Alternatively you can actually keep all observations by adding a dependent but uncorrelated variable to each of the steps that has no missing values (that way the data files will stay the same size). Make sure the new variable does not affect the latent class measurement model.

The first method is probably better.
 Feihong Wang posted on Thursday, September 22, 2016 - 7:47 pm
Dear Dr. Muthen,
I have conducted a latent transition analysis using variables with 7 categories. I have used the results in the probability scale to calculate model-implied means of the observed variable. That is, for each observed variable, I summed the products of the response scores (1 to 7) and the probabilities of these scores. I would like to know if standard errors of these means can be correctly calculated by summing products of the sampling variances for the probabilities and the probabilities of the scores. Or does sampling dependence among the probabilities cause the calculation to be incorrect? I would also like to know if model-implied means for the observed variables are independent within each latent class and across latent classes. If you have a better idea for comparing model-implied means, I would like to hear it.
Thank you for your help.
Feihong
 Bengt O. Muthen posted on Friday, September 23, 2016 - 6:32 pm
It sounds like you declare your variables as categorical which means they are treated as ordinal. But when you create means you have to give scores to the categories which then force them to be equidistant which the model does not assume. So you lose the advantage of the ordinal modeling.

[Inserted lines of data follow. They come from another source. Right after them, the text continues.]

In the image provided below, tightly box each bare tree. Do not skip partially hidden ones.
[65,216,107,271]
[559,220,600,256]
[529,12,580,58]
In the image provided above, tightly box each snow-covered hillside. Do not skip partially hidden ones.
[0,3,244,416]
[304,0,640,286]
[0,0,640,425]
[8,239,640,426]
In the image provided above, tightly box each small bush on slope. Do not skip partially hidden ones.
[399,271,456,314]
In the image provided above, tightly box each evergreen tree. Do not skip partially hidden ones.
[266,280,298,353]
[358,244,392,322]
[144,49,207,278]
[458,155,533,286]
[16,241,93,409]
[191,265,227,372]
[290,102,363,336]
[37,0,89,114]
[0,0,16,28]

With 7 categories and without strong floor or ceiling effects I would simply treat them as continuous and avoid the complications.

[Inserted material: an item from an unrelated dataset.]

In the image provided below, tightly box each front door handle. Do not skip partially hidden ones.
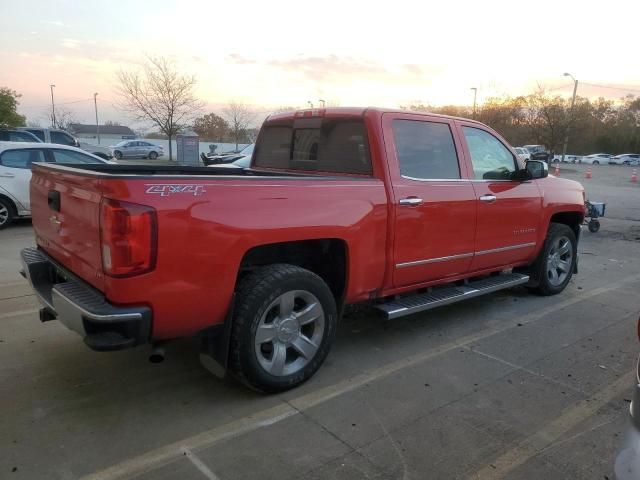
[400,197,422,207]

Treating them as ordinal, I would focus on the probabilities of each category and collections of categories (such as the top 2 , top 3, etc).
 Dayuma Vargas posted on Tuesday, April 24, 2018 - 2:07 pm
Dear Dr. Muthen,

I am conducting a LTA (3 continuous indicators, 2 time points). When I model the LPAs together (C2 ON C1), the proportions for the classes change and for C2 even the profiles change drastically, even if I use svalues.

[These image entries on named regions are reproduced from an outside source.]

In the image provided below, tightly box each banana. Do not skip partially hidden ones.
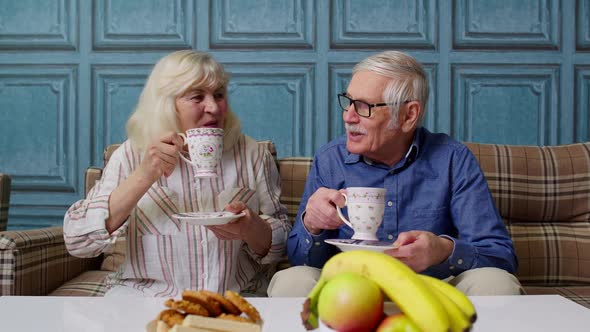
[427,283,471,332]
[420,274,477,323]
[301,250,450,332]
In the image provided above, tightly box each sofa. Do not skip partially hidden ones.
[0,173,10,231]
[0,141,590,308]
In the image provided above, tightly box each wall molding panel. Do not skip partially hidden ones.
[92,0,194,50]
[211,0,315,49]
[0,66,78,192]
[0,0,78,51]
[452,65,560,145]
[574,65,590,142]
[453,0,561,49]
[91,65,151,166]
[226,64,315,156]
[330,0,437,49]
[0,0,590,229]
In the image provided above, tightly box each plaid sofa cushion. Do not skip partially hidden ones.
[0,173,10,231]
[467,143,590,222]
[467,143,590,286]
[0,227,102,295]
[507,220,590,286]
[524,286,590,309]
[279,157,313,223]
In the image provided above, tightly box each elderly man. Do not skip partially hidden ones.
[268,51,523,297]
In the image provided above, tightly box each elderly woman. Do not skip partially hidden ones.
[64,50,291,297]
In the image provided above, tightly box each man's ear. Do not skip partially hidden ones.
[401,101,422,132]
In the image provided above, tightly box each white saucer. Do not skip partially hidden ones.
[324,239,396,252]
[172,211,246,226]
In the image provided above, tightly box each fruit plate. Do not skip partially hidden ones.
[172,211,246,226]
[325,239,397,252]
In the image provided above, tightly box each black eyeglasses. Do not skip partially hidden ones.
[338,93,411,118]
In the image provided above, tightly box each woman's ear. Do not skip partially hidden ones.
[401,101,422,132]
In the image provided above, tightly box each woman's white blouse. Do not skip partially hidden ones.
[64,135,291,297]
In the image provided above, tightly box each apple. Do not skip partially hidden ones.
[318,273,383,332]
[375,313,420,332]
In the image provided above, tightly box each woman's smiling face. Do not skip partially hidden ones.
[175,87,227,132]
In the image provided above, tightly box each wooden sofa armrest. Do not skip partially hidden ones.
[0,227,102,295]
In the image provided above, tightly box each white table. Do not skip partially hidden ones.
[0,295,590,332]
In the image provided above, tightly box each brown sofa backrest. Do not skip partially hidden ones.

I had read that this can happen and the solution would be to used the 3-step approach. I ran the LTA with N1 and N2 (most likely class memberships) as indicators of C1 and C2 without changes to the classes and added covariates without a problem.

I modeled my distal outcomes (continuous) one at a time first (without covariates) to see if I ran into issues, but every model worked well (very slight changes in class probabilities for C2). However, when I tried to model my 4 distal outcomes together, the class probabilities for C2 changed drastically.

1) Given that I expect non-invariance in the LPAs across time, should I be concerned that modelling C1 and C2 together using their original indicators produced very different probabilities (and profiles for C2) for the classes?

2) I think I should next try the manual BCH method next, but I am not sure how to do this for a LTA - should I get the bch weights by modelling the LPAs separately (using the original three indicators), just like I did for the 3-step method and then model the two LPAs together with the Ws as TRAINING variables?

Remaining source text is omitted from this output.